Petit à petit, vous êtes attiré par une silhouette, par quelqu’un – vous ne savez pas très bien qui c’est, vous devinez juste sa présence, vous sentez qu’il est là près de vous. Il est tranquille, il ne fait pas de bruit, il ne vous veut aucun mal. Vous avez l’impression de le connaître, de l’avoir déjà vu quelque part, mais où ? Peu importe, vous sentez qu’il ne vous veut aucun mal, vous êtes persuadé que c’est un ami et que vous n’avez rien à craindre de lui. Il est là pour vous aider à vous tenir debout quand vous êtes fatigués, si vous ne voyez plus très bien où vous en êtes, il vous guidera et si vous vous sentez prisonnier, lui vous délivrera de ce qui vous oppresse.
Imaginez, imaginons que nous nous trouvions dans le texte d’Esaïe. N’avez-vous pas l’impression qu’il se dégage de ce texte comme une grande sensation de douceur ? Le personnage décrit dans ce passage sous les traits du Serviteur de l’Éternel n’a rien d’un guerrier redoutable, d’un héros sanguinaire. Il ne crie pas, il n’élève pas la voix, il ne hausse pas le ton, il ne brise pas le roseau qui plie, il rend la justice et Dieu le tient par la main. C’est lui qui délivre les opprimés, c’est lui qui rend la vue aux aveugles et qui apporte le salut au monde.
Qui peut-il être, ce personnage mystérieux ? Un tel homme, investi d’une telle mission, ne peut être qu’un grand, qu’un saint : il faut l’être pour être rempli de l’Esprit de Dieu.
· Dans ce chant, Dieu présente son Serviteur : « Voici mon Serviteur bien-aimé, il m’a plu de le choisir. ». Il doit porter la vérité aux nations, il ne pratiquera pas la violence et usera de ménagements en vue du salut.

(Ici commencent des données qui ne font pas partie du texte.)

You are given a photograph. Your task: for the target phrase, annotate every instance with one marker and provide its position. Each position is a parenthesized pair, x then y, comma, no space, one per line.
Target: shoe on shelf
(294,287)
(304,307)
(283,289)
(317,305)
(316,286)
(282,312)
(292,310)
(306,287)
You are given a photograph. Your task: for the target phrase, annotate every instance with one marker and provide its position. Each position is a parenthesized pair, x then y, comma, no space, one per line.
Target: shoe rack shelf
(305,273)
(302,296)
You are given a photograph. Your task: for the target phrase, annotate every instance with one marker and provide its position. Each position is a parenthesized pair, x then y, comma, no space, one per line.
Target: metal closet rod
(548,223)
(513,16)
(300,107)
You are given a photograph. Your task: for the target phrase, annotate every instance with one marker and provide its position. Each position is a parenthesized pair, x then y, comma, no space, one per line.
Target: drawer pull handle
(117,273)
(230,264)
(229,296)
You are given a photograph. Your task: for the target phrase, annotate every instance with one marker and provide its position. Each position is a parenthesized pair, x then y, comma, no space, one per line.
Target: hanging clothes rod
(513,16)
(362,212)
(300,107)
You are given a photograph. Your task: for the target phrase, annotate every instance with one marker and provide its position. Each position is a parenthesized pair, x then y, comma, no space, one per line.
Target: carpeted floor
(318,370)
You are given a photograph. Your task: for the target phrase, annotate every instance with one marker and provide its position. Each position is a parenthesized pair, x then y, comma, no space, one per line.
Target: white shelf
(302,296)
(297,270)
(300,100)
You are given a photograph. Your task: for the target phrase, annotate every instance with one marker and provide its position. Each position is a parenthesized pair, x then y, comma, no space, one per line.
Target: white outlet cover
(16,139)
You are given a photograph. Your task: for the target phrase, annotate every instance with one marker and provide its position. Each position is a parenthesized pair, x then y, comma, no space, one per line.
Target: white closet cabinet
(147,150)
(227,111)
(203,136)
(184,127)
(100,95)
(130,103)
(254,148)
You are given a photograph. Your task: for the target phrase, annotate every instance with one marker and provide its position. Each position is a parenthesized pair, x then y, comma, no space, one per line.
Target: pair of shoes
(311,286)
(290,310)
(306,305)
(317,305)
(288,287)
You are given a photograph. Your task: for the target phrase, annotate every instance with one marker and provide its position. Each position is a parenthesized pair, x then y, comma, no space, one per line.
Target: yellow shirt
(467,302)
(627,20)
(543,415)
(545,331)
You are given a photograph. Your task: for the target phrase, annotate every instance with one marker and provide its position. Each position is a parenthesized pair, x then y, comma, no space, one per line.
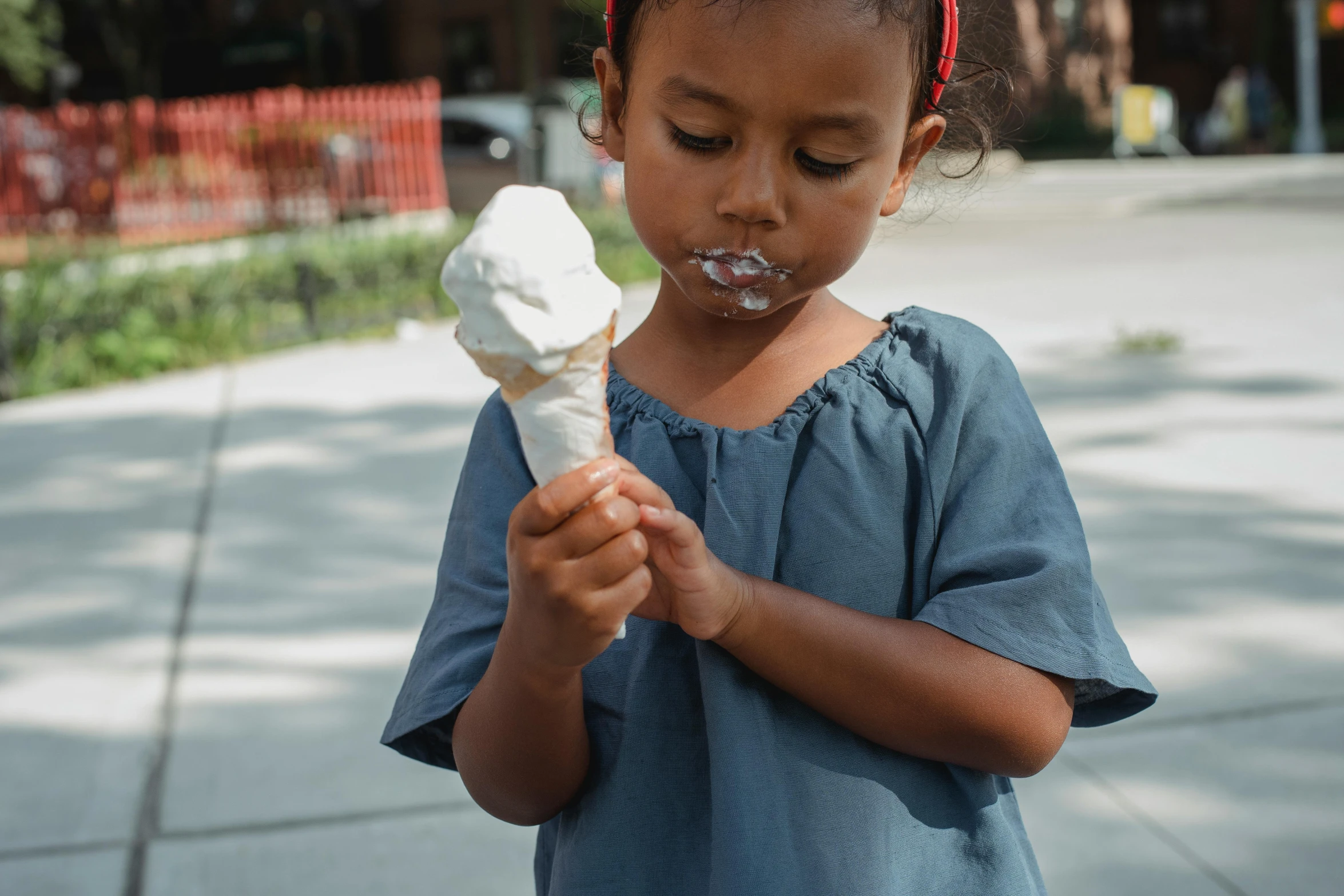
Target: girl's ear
(613,102)
(924,136)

· Certains ont vu dans les traits du Serviteur de Dieu l’empereur perse Cyrus, qui sera appelé quelques chapitres plus loin le Messie. A un moment donné de son histoire, Israël a considéré Cyrus comme l’élu de Dieu, animé de son souffle. Cyrus a en effet laissé rentrer le peuple d’Israël de son Exil. Mais c’est un roi puissant et fort, qui n’a pas répondu aux attentes spirituelles du peuple. Le Serviteur, lui, sans faiblir mais en douceur, accomplira jusqu’au bout sa mission : faire connaître au monde le déploiement du dessein de Dieu qui est d’éclairer les hommes par sa lumière et de les unir dans son alliance.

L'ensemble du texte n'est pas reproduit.